Wednesday, 2 November 2022

Teaching St Peter to knit?

There was a question on Twitter yesterday asking people which saint they would like to have dinner with and why.

I am not at all sure about "saints".  The "it would require the patience of a saint" idea is one which rather  amuses me. When someone else said this once my friend N..., a priest, muttered to me, "Most of the saints were very impatient people."

I know very little about saints. My good friend P... (a nun) has occasionally mentioned them to me but I haven't read "The lives of the saints" and she does not expect me to read anything like that. The idea that they are "out there somewhere and perform miracles" is more than I can handle. The idea that the rest of us might learn something from some of their non-miraculous lives is something I think might be useful. There are undoubtedly a lot of people like them who led, indeed still lead, useful lives. We can and perhaps should learn by their example.

But the question was worth answering simply because I know the person who asked it is also a knitter. Many years ago now I made contact with a woman called Elizabeth Zimmermann. She is now considered the "mother of modern knitting". At the time however she had written a book called "A knitters' almanac". I found it in the local library and read it. I liked the way it was written and I liked the subject matter. I could knit but, in my mid-teens, it had not occurred to me that I could do more than alter a knitting pattern slightly. The book disabused me of that notion. It was a "go ahead and try" sort of book where things were "unvented" as well as "invented". 

At that point I stopped using other people's patterns and did my own. It suited my basic laziness. It gave me the freedom to try things out. I still look at other people's patterns but I have not started with the "cast on X stitches" since then. 

"EZ" as she is often known was kind enough to reply to me...more than once. It was intermittent sort of correspondence. Ideas came and went in both directions. She wrote more books of course and set up the now well known "Schoolhouse Press". Her daughter eventually took over and her grandson is also involved. 

When EZ died there were any number of tributes to her and I posted one on line saying that she was "up there in heaven teaching St Peter to knit". Her daughter responded laughing "teaching St Peter to knit indeed!"  It was one of those ridiculous moments which I think/hope made MZ feel a little comforted. 

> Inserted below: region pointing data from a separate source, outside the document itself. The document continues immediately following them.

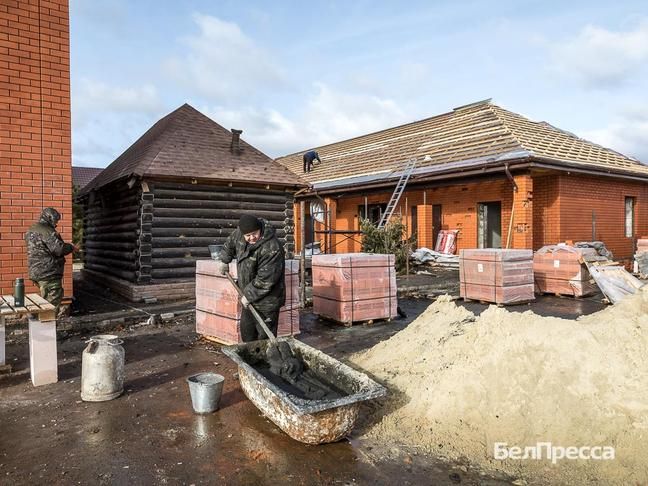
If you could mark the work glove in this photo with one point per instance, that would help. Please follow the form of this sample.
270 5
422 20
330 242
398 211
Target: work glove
223 268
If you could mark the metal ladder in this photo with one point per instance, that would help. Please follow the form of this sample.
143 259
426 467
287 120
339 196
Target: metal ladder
398 192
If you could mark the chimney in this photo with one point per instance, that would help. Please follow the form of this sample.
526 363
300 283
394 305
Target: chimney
235 146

Asked the question yesterday I tried to imagine it. Anyone brought up in the Christian tradition has almost certainly come across the idea of an elderly man at some "pearly gates" allowing the faithful to enter heaven. What does he do when there is nobody to be let in? Does he sit there and twiddle his thumbs? Does he need to pray when he can talk to his boss on a much more personal level? Or does he perhaps knit? 

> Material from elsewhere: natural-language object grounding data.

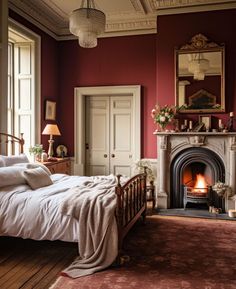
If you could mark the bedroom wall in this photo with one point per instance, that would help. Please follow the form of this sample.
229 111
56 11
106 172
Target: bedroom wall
49 69
147 60
176 30
115 61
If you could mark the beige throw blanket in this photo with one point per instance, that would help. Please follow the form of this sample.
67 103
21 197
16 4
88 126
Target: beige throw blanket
93 204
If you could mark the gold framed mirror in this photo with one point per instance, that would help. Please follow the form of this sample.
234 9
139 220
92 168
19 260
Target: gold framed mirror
200 76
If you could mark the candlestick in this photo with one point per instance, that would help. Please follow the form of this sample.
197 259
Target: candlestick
190 124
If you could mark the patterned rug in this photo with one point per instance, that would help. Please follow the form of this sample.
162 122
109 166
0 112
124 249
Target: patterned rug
170 253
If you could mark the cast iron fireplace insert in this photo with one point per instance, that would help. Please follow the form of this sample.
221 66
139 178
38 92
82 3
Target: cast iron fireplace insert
184 168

There is a purpose to knitting. I wrote the following elsewhere but I will repeat it here. 

To knit is to meditate. Those who don’t knit cannot understand this. They can see the garment but they cannot see the individual stitches. The knits, the purls, and the knit two togethers are not there for them. There is no understanding of what it means to create the actual fabric.

 

When we knit we repair people. We pull them together into garments made one stitch at a time. We cover them inside as well as out with blankets created out of some sort of unrecognised hope and concern for humanity. Stress may tighten our tension or joy loosen it. We might abandon some fabrics for a time, pull them apart or pass them on to others. Knitting can be undone, renewed, reknitted. Each piece is different even when we tell ourselves we are repeating the act. Only the knitter can know what emotions have gone into each piece of the knitters’ art. 

 

We knit to comfort others and ourselves. We knit to mend souls.

 

 

1 comment:

Adelaide Dupont said...

I want to have dinner with St Gemma.